Oturduğu koltuğun karşısındaki tekli koltuğa bıraktım kendimi. Yüzündeki şaşkın ifade beni pervasızlıktan çıkarmak için uğraşıyordu adeta.

"Nerden çıkardın bunu?"

Gözlerini kaçırarak sorduğunda derin bir nefes aldım. Yalan söylemesi, saklamasından daha kötü olurdu. Kararından dönmesi için zorlayacaktım.

"Neden söylemedin? Ben anlayışsız bir evlat mıyım senin gözünde?"

Yeniden gözlerime çıkan bakışlarında hemen yaşlar birikti. Onu üzgün görmeye dayanamıyordum.

"Asla. Öyle düşündüğümden değil. Sadece, hazır değildim. Kendini benim yerime koymaya çalış Hyuck. Söylemek için zamana ihtiyacım vardı."

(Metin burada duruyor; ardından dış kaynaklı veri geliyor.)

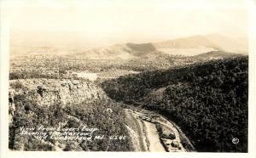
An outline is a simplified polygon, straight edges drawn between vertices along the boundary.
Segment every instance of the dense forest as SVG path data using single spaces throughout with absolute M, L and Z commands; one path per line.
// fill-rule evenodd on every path
M 175 121 L 198 151 L 247 151 L 247 57 L 128 75 L 102 87 L 117 101 Z
M 24 87 L 19 84 L 19 87 Z M 15 89 L 15 87 L 14 87 Z M 20 88 L 20 87 L 19 87 Z M 19 89 L 17 87 L 17 89 Z M 21 87 L 22 88 L 22 87 Z M 24 88 L 26 88 L 24 87 Z M 86 100 L 78 104 L 63 104 L 55 100 L 50 106 L 42 106 L 35 99 L 34 91 L 28 94 L 15 95 L 15 105 L 13 121 L 9 122 L 9 149 L 15 150 L 61 150 L 86 151 L 131 151 L 133 150 L 131 138 L 124 124 L 123 110 L 117 103 L 108 99 Z M 92 138 L 105 135 L 105 139 L 90 140 L 55 140 L 44 141 L 32 136 L 20 135 L 20 127 L 44 127 L 72 128 L 87 126 L 98 128 Z M 125 139 L 110 140 L 110 136 L 125 136 Z M 56 144 L 55 141 L 58 141 Z

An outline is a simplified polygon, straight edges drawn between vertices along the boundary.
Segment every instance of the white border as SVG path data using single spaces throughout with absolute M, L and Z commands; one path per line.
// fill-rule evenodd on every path
M 254 94 L 256 93 L 256 76 L 255 76 L 255 67 L 256 67 L 256 1 L 251 0 L 247 1 L 249 8 L 249 126 L 248 126 L 248 153 L 138 153 L 138 152 L 40 152 L 40 151 L 9 151 L 8 150 L 8 129 L 9 129 L 9 119 L 8 119 L 8 91 L 9 91 L 9 21 L 5 19 L 7 16 L 4 12 L 4 2 L 0 0 L 0 75 L 1 75 L 1 84 L 0 84 L 0 106 L 1 106 L 1 131 L 0 131 L 0 157 L 6 158 L 29 158 L 29 157 L 142 157 L 147 156 L 151 157 L 166 157 L 166 156 L 175 156 L 184 157 L 189 156 L 190 158 L 194 157 L 256 157 L 256 127 L 255 127 L 255 101 Z M 238 21 L 239 22 L 239 21 Z M 253 70 L 254 68 L 254 70 Z

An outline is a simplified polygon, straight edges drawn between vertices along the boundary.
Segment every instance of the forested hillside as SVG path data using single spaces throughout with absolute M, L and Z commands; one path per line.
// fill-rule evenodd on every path
M 122 108 L 90 81 L 30 79 L 12 81 L 9 93 L 9 147 L 15 150 L 131 151 Z M 55 129 L 88 127 L 105 139 L 38 139 L 20 127 Z M 37 132 L 34 130 L 32 132 Z M 111 140 L 110 136 L 125 136 Z
M 247 57 L 219 59 L 121 76 L 102 87 L 117 101 L 163 113 L 198 151 L 247 152 Z

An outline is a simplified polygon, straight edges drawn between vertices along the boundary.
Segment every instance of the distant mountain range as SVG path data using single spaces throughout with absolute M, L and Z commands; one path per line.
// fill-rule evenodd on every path
M 219 34 L 193 36 L 154 44 L 156 48 L 211 48 L 215 50 L 232 53 L 247 53 L 246 40 L 233 39 Z
M 226 56 L 225 52 L 247 54 L 247 42 L 232 39 L 218 34 L 193 36 L 184 38 L 152 43 L 124 43 L 109 47 L 94 48 L 77 54 L 80 58 L 88 59 L 131 59 L 148 55 L 181 54 L 194 56 L 212 52 L 213 56 Z M 220 53 L 221 52 L 221 53 Z M 228 54 L 228 55 L 230 55 Z M 217 57 L 213 57 L 217 58 Z

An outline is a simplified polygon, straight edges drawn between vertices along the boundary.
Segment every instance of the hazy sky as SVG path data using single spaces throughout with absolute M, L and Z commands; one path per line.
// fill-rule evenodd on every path
M 244 0 L 9 1 L 12 39 L 110 44 L 198 34 L 245 37 Z

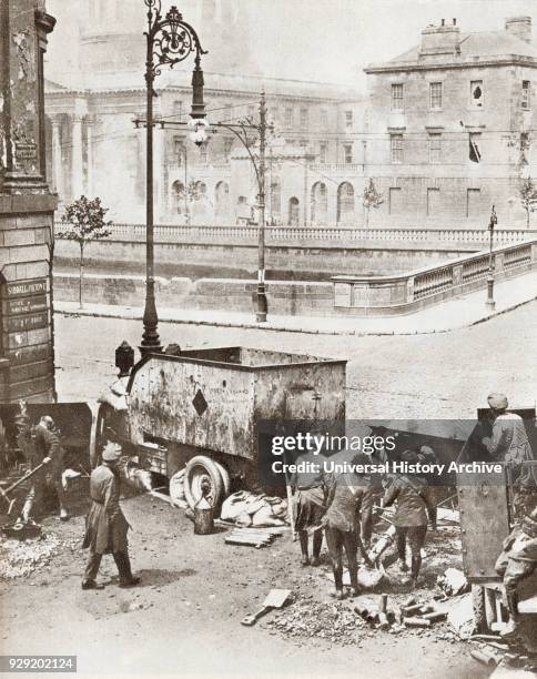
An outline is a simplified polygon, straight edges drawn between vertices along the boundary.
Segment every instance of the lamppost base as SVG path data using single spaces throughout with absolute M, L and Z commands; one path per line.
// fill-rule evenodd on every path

Dediği gibi, kendimi onun yerine koydum. Yirmi yaşındaki oğluma yeniden evleneceğimi söyleyecektim. Belki de haklıydı. Zor olmalıydı. Yinede arkadaşım bile olsa, bir başkasından duymak yerine annemden öğrenmeyi tercih ederdim. O da bunu anlamalıydı.

"Kim peki", dedim burnumu çekerek. Duygusal kısmı geçemezsek ikimiz de salya sümük ağlacaktık çünkü, biliyordum.

Elleriyle gözlerini silmiş ardından gülümsemişti. O mutlu olacaksa ben her şeye razıydım zaten, bunu bilmiyor muydu?

"Lee Haewon. Bir yıl önce, başarısız bir iş görüşmemden sonra tanıştık..."

Gözlerim kocaman olurken hayretle baktım ona. Bir yıl ne lan!

"Bir yıl mı? Anne bir yıldır benden gizli nasıl görüştün adamla?"

Kaba konuştuğum için olsa gerek ciddi bir bakış atıp devam etti.

"İki ay önce evlenme teklifi etti, ben de düşüneceğim dedim. Önce senle konuşmaktı niyetim ama bir türlü yapamadım. O arada onayladım teklifini.
Daha önce söylemediğim için özür dilerim. Bana kızıyorsun biliyorum ama ben uzun zaman sonra ilk defa bu kadar iyi hissediyorum."

Ne diyebilirdim ki bu saatten sonra? O kararını vermişti. Adamın evlenme teklifini kabul etmişti. İş ciddiydi. Babam öldükten sonra her şeyini bana adamış ve kendinden çok ödün vermişti. Şimdi mutlu olma sırası ondaydı. Buna karışma hakkım yoktu ki.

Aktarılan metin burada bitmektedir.